Hard Rock Stadium went from being empty to half-full right before kickoff. But as beer-seeking customers eventually migrated to their seats, the stadium felt more than 75% full (the paid attendance number released by the Dolphins was 59,808 out of a total capacity of 65,326).
Despite the fact that the actual football was dreadful for 45 minutes, the game held its own as an event, which is really the unshakable advantage the league still has over so many of its professional counterparts. It’s a place where you can go to chug little airplane bottles of Fireball or dance to Chicken Fried by the Zac Brown Band (please God fire this song into the sun) or scream stupid things or eat horrible things that aren’t good for you. You can do all of this at home, sure, but it’s what you’re supposed to do here in the stadium.
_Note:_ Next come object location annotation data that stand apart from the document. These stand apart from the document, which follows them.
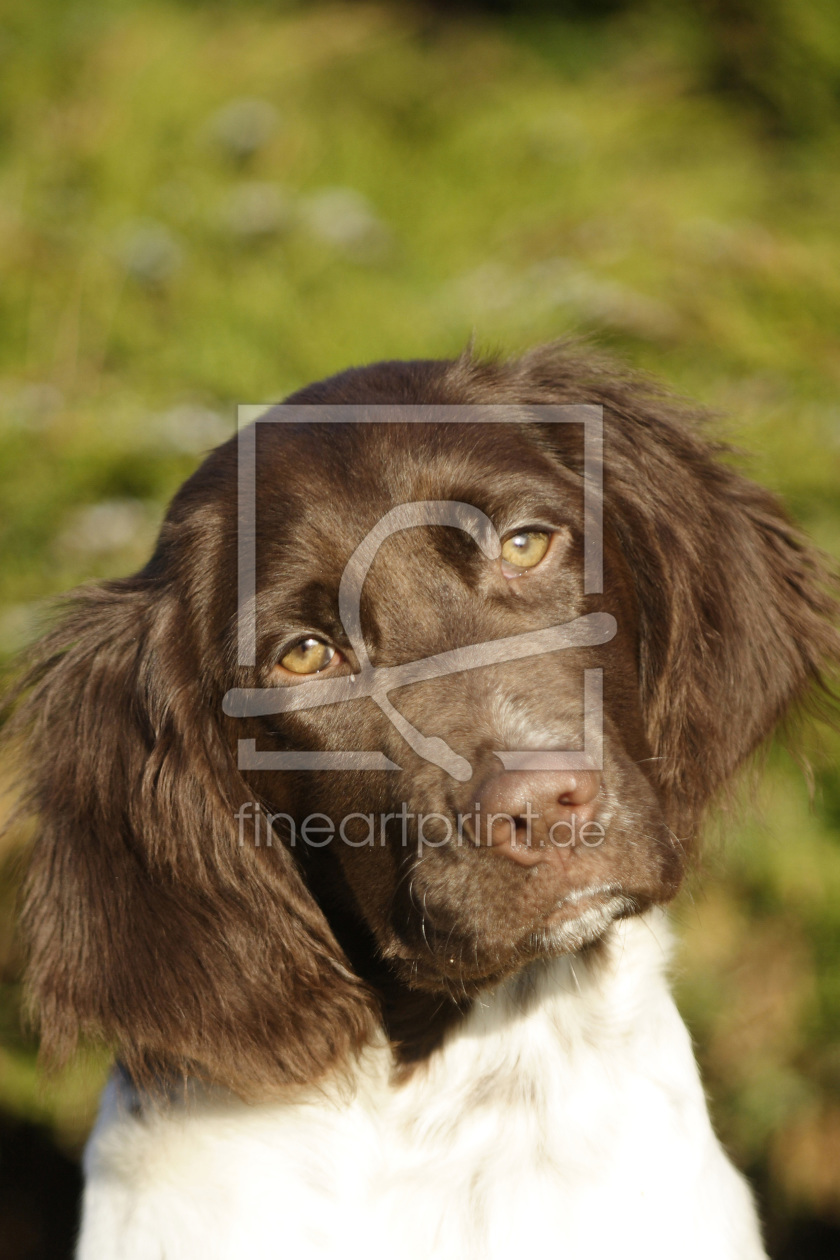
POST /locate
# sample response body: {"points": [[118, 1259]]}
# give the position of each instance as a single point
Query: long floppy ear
{"points": [[149, 924], [738, 615]]}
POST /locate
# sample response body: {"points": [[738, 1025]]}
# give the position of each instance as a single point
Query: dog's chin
{"points": [[577, 922], [582, 919]]}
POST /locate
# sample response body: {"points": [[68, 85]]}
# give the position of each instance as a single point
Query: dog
{"points": [[388, 977]]}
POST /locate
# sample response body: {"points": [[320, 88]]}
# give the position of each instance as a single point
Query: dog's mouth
{"points": [[578, 920]]}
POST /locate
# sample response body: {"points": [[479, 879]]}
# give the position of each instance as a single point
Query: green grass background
{"points": [[208, 204]]}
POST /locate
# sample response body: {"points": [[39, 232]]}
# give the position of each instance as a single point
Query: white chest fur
{"points": [[564, 1114]]}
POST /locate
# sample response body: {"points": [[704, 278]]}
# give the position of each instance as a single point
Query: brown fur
{"points": [[151, 927]]}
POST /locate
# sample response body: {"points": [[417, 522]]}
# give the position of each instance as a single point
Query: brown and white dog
{"points": [[413, 1006]]}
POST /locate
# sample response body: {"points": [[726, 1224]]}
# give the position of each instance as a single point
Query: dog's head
{"points": [[532, 755]]}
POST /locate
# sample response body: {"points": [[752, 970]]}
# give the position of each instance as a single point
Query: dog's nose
{"points": [[524, 814]]}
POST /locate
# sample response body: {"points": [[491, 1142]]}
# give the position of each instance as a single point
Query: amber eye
{"points": [[525, 549], [307, 657]]}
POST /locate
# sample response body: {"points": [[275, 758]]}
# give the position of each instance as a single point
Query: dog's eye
{"points": [[307, 657], [525, 549]]}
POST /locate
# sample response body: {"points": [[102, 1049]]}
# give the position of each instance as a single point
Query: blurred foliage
{"points": [[203, 204]]}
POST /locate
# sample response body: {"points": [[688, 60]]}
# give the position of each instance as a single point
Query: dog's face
{"points": [[461, 873], [159, 919]]}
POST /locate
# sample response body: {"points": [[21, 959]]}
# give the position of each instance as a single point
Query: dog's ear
{"points": [[149, 924], [737, 612]]}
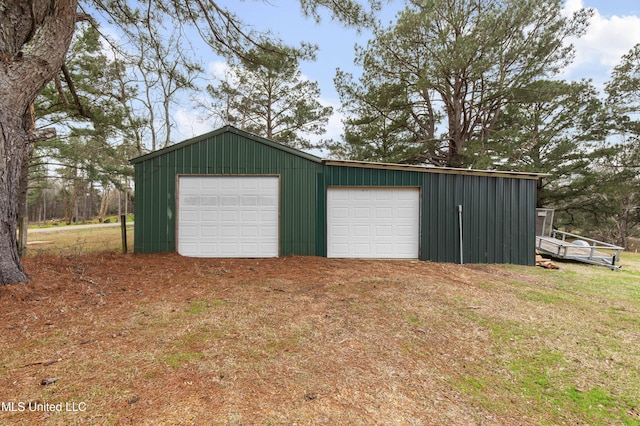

Everyone else is doing it, too.
It’s difficult to see this environment (unless you’re the territory-less Chargers) going away entirely, no matter how far a team sinks into obscurity.
And then when the football suddenly improves, as it did on Sunday, it’s simply an added bonus. Something to watch or listen to outside of Twist and Shout blaring over the loudspeakers or a three-plane flyover. For 45 minutes on Sunday, this game was a schematic masterclass in pop screens and runs straight into the line of scrimmage. A 34-year-old Adrian Peterson gained more than 100 yards on what felt like 200 carries. Had it not been for the occasional brilliance of Terry McLaurin and the high-decibel music, a person could have peacefully drifted to sleep in the first quarter and bagged a solid three-hour nap.
As the game reached the fourth quarter, Ryan Fitzpatrick came in for an ineffective Josh Rosen and led the Dolphins to their first second-half touchdown of the season. Then he did it again, hitting DeVante Parker in the end zone with 11 seconds remaining to bring the Dolphins within one point.
Head coach Brian Flores opted to go for two, and a few dozen people in my section eagerly pulled out cell phones to film themselves watching the moment Miami might get their first win of the season. But what ended up happening was so uniquely 2019 Dolphins. Fitzpatrick uncorked a quick pick pass to Kenyan Drake which seemed doomed from the moment the ball was snapped. But no one got to find out, because Drake dropped the ball. Miami lost 17–16.
One man a few seats down immediately went conspiratorial, screaming “They wanted to lose!” A few others shrugged and trudged into a long line for the escalator to take us back to ground level.
On a walk around the spiral ramp after the game, one tattooed fan in a grey sleeveless shirt started clapping loudly to no one in particular before yelling: “Way to go Dolphins, way to f—— suck at life.”
Another fan in Dolphins Zubaz pants turned and offered a different way to look at the situation.
“Hey man, it’ll be better in a couple of years.”
Long live team curiosity, one thing that will keep the Dolphins fans coming back for another week.